Fiável análise bioinformática é o que transforma leituras de sequenciamento PhIP-Seq brutas em perfis imunes interpretáveis. O nosso pipeline padrão fornece o seguinte para cada projeto:

QC de Dados Brutos: Métricas do FastQC em ficheiros FASTQ brutos; confirmação da profundidade de leitura por amostra; avaliação da representação da biblioteca.
Alinhamento e Quantificação: Leituras alinhadas à referência da biblioteca de fago; matrizes de contagem bruta geradas por peptídeo por amostra.
Normalização: Contagens normalizadas para a composição da biblioteca e profundidade de sequenciação; representação da biblioteca de entrada utilizada como referência.
Chamadas de Enriquecimento: Identificação estatística de peptídeos enriquecidos em relação a controlos negativos de mock-IP; suporte para estruturas baseadas em Z-score e Bayesian (BEER).
Anotação de Impacto: Peptídeos enriquecidos mapeados de volta para proteínas de origem; nomes de genes, IDs UniProt e anotações funcionais fornecidos.
Sumarização a Nível de Proteínas: Resultados a nível de peptídeos agrupados em pontuações de reatividade a nível de proteínas.
Visualização: Mapas de calor de enriquecimento de amostra × peptídeo, gráficos de vulcão e resumos de reatividade por proteína.
Análise Personalizada: A pedido: análise de seroprevalência a nível populacional, comparações de coorte (caso vs controlo), enriquecimento de vias e integração com conjuntos de dados multi-ómicos.

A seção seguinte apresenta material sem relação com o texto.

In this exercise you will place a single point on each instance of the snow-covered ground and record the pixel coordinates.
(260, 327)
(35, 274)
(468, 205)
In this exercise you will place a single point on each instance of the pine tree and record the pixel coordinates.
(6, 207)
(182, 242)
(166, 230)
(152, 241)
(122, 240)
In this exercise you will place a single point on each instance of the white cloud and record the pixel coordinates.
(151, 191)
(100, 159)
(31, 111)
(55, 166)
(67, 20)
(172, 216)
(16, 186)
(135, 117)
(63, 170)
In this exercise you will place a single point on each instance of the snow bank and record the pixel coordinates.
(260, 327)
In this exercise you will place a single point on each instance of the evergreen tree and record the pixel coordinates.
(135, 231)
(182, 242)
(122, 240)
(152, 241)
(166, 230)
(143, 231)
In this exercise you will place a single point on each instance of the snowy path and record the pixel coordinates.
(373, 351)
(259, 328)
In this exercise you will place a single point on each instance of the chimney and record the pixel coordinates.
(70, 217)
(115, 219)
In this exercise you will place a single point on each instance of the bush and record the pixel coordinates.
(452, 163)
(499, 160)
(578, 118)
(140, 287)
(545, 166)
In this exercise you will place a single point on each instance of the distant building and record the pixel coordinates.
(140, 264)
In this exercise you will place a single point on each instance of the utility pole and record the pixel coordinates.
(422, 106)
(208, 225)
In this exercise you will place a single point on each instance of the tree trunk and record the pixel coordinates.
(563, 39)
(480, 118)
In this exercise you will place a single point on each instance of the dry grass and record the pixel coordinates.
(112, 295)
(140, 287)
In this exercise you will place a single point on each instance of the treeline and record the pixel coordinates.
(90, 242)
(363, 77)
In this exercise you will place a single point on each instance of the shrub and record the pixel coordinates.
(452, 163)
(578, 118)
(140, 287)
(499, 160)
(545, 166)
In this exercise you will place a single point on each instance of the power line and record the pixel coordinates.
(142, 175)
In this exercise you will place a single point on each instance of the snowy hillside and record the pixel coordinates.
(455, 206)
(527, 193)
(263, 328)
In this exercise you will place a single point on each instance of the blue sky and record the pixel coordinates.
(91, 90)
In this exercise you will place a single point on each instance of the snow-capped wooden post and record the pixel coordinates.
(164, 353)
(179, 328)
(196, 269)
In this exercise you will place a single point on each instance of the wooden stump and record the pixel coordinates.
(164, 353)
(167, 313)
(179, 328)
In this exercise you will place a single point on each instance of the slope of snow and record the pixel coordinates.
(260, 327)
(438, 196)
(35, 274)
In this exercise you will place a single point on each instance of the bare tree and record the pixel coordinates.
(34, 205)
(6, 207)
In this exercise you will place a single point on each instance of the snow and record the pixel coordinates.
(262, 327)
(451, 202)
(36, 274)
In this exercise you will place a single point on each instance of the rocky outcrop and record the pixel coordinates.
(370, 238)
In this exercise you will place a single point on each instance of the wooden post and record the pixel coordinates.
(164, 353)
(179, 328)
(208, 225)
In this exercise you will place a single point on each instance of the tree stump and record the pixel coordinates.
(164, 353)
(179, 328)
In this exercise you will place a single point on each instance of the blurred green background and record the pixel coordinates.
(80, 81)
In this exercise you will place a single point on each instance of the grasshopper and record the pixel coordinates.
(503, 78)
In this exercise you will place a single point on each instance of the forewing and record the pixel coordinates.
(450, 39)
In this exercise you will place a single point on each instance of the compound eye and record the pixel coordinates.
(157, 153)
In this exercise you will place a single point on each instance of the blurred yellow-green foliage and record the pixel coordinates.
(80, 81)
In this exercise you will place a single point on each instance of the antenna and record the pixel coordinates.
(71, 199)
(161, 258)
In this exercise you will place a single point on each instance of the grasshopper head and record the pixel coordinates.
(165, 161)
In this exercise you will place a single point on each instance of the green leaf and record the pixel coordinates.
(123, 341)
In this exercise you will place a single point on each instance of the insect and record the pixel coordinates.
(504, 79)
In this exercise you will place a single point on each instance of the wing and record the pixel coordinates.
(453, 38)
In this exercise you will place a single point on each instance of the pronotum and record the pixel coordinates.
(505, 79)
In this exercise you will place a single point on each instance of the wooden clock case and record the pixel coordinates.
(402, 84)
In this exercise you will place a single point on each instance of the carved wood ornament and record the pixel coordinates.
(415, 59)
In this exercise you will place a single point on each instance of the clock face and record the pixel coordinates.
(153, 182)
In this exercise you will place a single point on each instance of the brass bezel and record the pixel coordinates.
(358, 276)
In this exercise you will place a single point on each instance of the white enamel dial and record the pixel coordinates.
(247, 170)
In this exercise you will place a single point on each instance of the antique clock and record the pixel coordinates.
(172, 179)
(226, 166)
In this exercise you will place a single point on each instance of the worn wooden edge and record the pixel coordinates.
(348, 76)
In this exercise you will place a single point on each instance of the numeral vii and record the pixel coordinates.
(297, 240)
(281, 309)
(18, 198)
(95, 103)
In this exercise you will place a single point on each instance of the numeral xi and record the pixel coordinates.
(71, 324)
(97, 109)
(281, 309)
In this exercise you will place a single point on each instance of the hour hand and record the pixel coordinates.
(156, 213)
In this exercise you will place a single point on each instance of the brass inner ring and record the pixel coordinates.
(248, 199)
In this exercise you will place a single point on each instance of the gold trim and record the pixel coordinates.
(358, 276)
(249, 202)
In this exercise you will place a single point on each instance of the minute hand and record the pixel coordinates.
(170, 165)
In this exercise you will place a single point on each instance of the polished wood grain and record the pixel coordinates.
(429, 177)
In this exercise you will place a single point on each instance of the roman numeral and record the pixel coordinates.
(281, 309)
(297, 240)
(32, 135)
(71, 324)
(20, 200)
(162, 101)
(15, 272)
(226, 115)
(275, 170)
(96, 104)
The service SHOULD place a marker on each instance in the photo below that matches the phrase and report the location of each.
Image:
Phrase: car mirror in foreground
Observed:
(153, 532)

Todos os entregáveis são fornecidos em formatos standard (CSV, TSV, relatório PDF). Os ficheiros FASTQ brutos estão incluídos. Os nossos cientistas estão disponíveis para apoio na interpretação de dados e publicação colaborativa.

PhIP-Seq enrichment fold-change scatter plot: enrichment score on x-axis vs −log10 p-value on y-axis, known positive controls labeled

Aplicações do PhIP-Seq

A amplitude da cobertura de peptídeos do PhIP-Seq torna-o aplicável a uma vasta gama de questões de investigação imunológica.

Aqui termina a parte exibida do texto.